This is the course project of Machine Learning for Finance (FN 570) 2019-20 Module 3 (Spring 2020) in PHBS.

Thanks to the effort from each team member. Our contributions make this repository meaningful.

THE LINK of IPYNB FOR PRESENTATION

https://github.com/eiahb3838ya/PHBS_ML_for_quant_project/tree/master/09%20for%20Pre%20Part

0.Team Member

Name Student ID GitHub
Yifan Hu/Evan 1901212691 eiahb3838ya
Yuting Fang/Trista 1901212576 ytfang222
Zhihao Chen/Alfred 1901212567 AlfredChenZH
Zilei Wang/ Lorelei 1901212645 LoreleiWong

PART1 Introduction

1.1 Motivation

As the global financial market is generating mass data of different types every day, it is becoming more crucial and more difficult to effectively extract and use these data to predict the trend of stocks. The short-term timing strategy has a few difficulties, a few of which are listed as follows:

  1. Market sentiments strongly influence the short-term market trend;
  2. How to extract effective factors;
  3. How to build nonlinear factors;
  4. How to solve collinearity among factors.

1.2 Our project goal

In this project, we recognize the price up or down as a classification problem and implement several machine learning algorithms to predict the future price up or down of WindA Index(Y)(881001.csv), an index indicating the trend of Chinese A Share stocks, to build a short-term timing strategy.

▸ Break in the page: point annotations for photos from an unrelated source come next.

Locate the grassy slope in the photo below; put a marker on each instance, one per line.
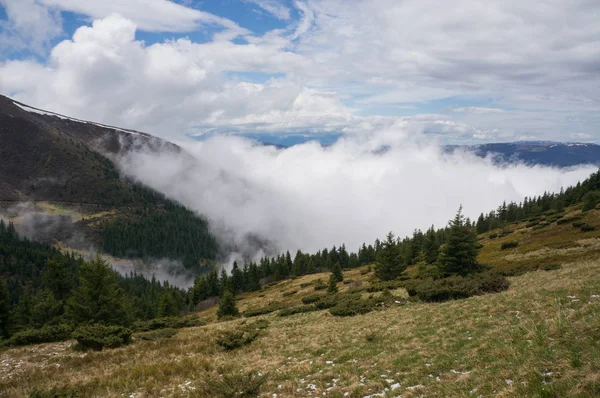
(539, 337)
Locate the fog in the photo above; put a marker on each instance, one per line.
(308, 197)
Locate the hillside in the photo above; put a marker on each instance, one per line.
(67, 170)
(538, 339)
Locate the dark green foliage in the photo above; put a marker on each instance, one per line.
(297, 310)
(591, 200)
(509, 245)
(167, 305)
(271, 307)
(96, 337)
(387, 266)
(550, 267)
(458, 255)
(46, 334)
(56, 392)
(227, 306)
(457, 287)
(337, 273)
(98, 299)
(332, 286)
(157, 334)
(312, 298)
(169, 232)
(234, 384)
(4, 310)
(169, 323)
(232, 339)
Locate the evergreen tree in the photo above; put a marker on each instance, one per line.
(5, 324)
(458, 255)
(387, 266)
(98, 299)
(227, 306)
(167, 305)
(332, 286)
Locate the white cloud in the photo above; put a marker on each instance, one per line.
(309, 197)
(151, 15)
(273, 7)
(475, 109)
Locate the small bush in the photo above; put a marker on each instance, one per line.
(157, 334)
(46, 334)
(230, 340)
(457, 287)
(587, 228)
(312, 298)
(297, 310)
(56, 392)
(550, 267)
(234, 384)
(509, 245)
(167, 323)
(97, 337)
(271, 307)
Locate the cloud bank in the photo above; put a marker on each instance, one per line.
(309, 197)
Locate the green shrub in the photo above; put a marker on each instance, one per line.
(297, 310)
(233, 384)
(457, 287)
(96, 337)
(232, 339)
(167, 323)
(550, 267)
(157, 334)
(312, 298)
(46, 334)
(56, 392)
(587, 228)
(271, 307)
(509, 245)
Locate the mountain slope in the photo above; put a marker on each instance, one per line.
(69, 166)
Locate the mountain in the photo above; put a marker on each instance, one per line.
(68, 169)
(539, 153)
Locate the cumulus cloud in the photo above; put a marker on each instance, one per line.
(309, 197)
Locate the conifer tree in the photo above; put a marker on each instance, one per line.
(458, 255)
(98, 299)
(332, 286)
(227, 306)
(5, 324)
(387, 266)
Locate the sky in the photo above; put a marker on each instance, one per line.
(461, 72)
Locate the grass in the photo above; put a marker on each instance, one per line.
(541, 338)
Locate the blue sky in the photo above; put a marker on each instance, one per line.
(499, 72)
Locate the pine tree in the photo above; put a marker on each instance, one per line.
(167, 305)
(337, 272)
(227, 306)
(5, 324)
(98, 299)
(332, 287)
(458, 255)
(387, 266)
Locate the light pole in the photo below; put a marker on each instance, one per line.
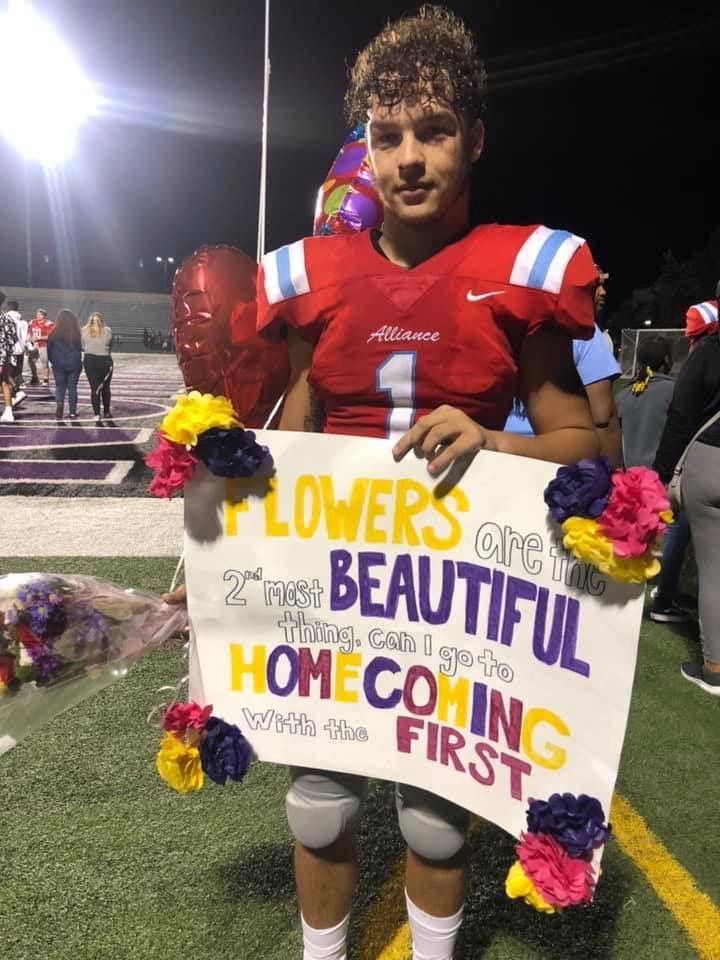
(41, 113)
(165, 261)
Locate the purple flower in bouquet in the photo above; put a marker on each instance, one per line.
(577, 823)
(46, 619)
(579, 490)
(232, 453)
(45, 664)
(224, 751)
(11, 614)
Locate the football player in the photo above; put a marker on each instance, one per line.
(424, 331)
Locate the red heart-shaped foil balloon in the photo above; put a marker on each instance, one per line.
(218, 348)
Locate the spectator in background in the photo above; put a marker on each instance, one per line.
(600, 300)
(643, 408)
(39, 330)
(21, 326)
(8, 339)
(64, 351)
(97, 342)
(700, 320)
(695, 402)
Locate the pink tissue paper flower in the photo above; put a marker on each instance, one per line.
(181, 717)
(561, 880)
(632, 519)
(172, 464)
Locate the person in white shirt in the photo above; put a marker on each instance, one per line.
(21, 327)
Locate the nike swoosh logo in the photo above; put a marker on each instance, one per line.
(474, 297)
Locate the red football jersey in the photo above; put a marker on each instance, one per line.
(393, 344)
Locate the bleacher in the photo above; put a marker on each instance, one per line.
(129, 314)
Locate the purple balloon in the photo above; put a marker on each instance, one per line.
(358, 211)
(349, 160)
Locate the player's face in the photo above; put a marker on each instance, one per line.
(421, 155)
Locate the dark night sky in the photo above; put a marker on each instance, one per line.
(601, 120)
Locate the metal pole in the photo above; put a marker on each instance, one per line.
(28, 226)
(263, 154)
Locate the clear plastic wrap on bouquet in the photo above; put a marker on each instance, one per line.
(64, 638)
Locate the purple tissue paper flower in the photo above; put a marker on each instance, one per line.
(579, 490)
(231, 453)
(576, 823)
(224, 751)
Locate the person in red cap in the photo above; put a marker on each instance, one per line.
(700, 320)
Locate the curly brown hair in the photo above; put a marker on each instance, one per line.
(429, 52)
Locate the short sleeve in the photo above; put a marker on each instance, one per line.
(284, 297)
(557, 270)
(593, 359)
(575, 309)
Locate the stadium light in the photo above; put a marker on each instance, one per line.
(41, 110)
(165, 261)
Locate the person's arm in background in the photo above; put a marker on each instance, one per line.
(605, 419)
(598, 369)
(684, 415)
(301, 407)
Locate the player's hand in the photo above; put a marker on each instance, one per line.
(177, 596)
(443, 436)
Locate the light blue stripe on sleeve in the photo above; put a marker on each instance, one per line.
(545, 257)
(282, 259)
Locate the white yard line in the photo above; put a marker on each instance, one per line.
(92, 527)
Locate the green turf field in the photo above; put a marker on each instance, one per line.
(99, 860)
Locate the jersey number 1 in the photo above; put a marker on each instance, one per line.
(396, 377)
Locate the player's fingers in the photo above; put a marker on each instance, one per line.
(436, 437)
(466, 443)
(413, 438)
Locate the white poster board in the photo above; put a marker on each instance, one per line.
(351, 614)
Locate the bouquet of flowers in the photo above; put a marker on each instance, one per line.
(63, 638)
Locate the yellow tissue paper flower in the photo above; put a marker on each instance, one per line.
(179, 765)
(584, 540)
(518, 884)
(193, 414)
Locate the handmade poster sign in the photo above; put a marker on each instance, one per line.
(352, 614)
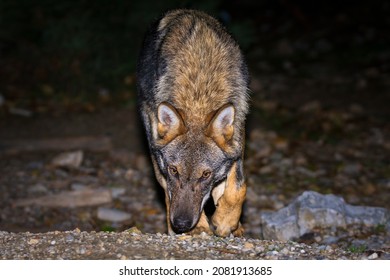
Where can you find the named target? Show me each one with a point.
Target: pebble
(112, 215)
(68, 159)
(373, 256)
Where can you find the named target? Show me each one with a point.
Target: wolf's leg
(202, 226)
(229, 206)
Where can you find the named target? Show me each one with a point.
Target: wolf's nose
(181, 225)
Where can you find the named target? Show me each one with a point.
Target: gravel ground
(132, 244)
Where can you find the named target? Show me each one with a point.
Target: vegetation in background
(76, 50)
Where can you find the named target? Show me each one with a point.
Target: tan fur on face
(229, 207)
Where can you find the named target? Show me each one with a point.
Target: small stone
(134, 231)
(248, 245)
(112, 215)
(373, 256)
(68, 159)
(33, 241)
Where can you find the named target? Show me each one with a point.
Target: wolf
(192, 85)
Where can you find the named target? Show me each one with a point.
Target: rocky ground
(74, 177)
(93, 174)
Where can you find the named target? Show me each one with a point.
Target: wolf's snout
(181, 224)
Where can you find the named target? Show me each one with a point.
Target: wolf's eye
(172, 170)
(206, 174)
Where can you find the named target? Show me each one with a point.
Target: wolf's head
(192, 160)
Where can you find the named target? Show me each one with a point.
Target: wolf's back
(191, 62)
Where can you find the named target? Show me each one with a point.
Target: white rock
(68, 159)
(112, 215)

1.3 Brief Summary of Dataset

The X (dataset) consists of three parts: macroeconomic data in china(cleanedFactor.pkl), American index indicators, like (DJI.GI,NQ.CME) and some alpha factors built using OHLC prices of WindA as in WorldQuant101. The Y is 0/1 boolean value indicating fall/rise of windA in next trading day. The total number of features is 60. The time period: from 20080401 to 20200306. The data can be acquired from Wind Database directly. All factors are based on daily frequency data.

1.4 Dataset sample

Here is a sample of the dataset.

images

images

Figure 1. Sample data

1.5 Work Flow

We implement a feature selection to choose 18 features (factors) out of 52 daily factor data and 8 alpha factors from WorldQuant101 to establish classifiers using logistic regression, naive Bayes, KNN, perceptron, decision tree, SVM, XGBoost and a Sequential neural network model in Keras to predict the rise or fall of Wind All A Index the next day. We build our models and renew them, using them to predict the price up or down of the next trading days. Next we calculate the long-short net asset value (NAV) of WindA based on the position we hold according to the predictions. After that we do some tests and assessments on the strategy. The whole work flow is shown in Figure 2.

images

Figure 2. Work flow of the project

1.6 Rolling Prediction

As the financial data are time series data, we implement an expanding window training and prediction procedure as follows:

  1. We get at least 1800 days' data as the training dataset and use k-fold cross validation method to tune the hyperparameters for the best model, so the first signal we can get is the 1801 day.
  2. The signal is the predict results of the up or down of WindA Index in the next day. If the signal is predicted to be 1, then we buy WindA Index at the close of the day. If it is predicted as 0, then we short WindA or do nothing at the close of the day.
  3. We use the best model in Step 2 for 20 consecutive trading days and then add the 20 days' data into the training set in Step 1 to enter Step 1 again.

images

Figure 3. Flow chart of the expanding window backtest model for short-term timing strategy

As we can see from Figure 3, every 20 consecutive trading days the training dataset will expand 20 more days' data.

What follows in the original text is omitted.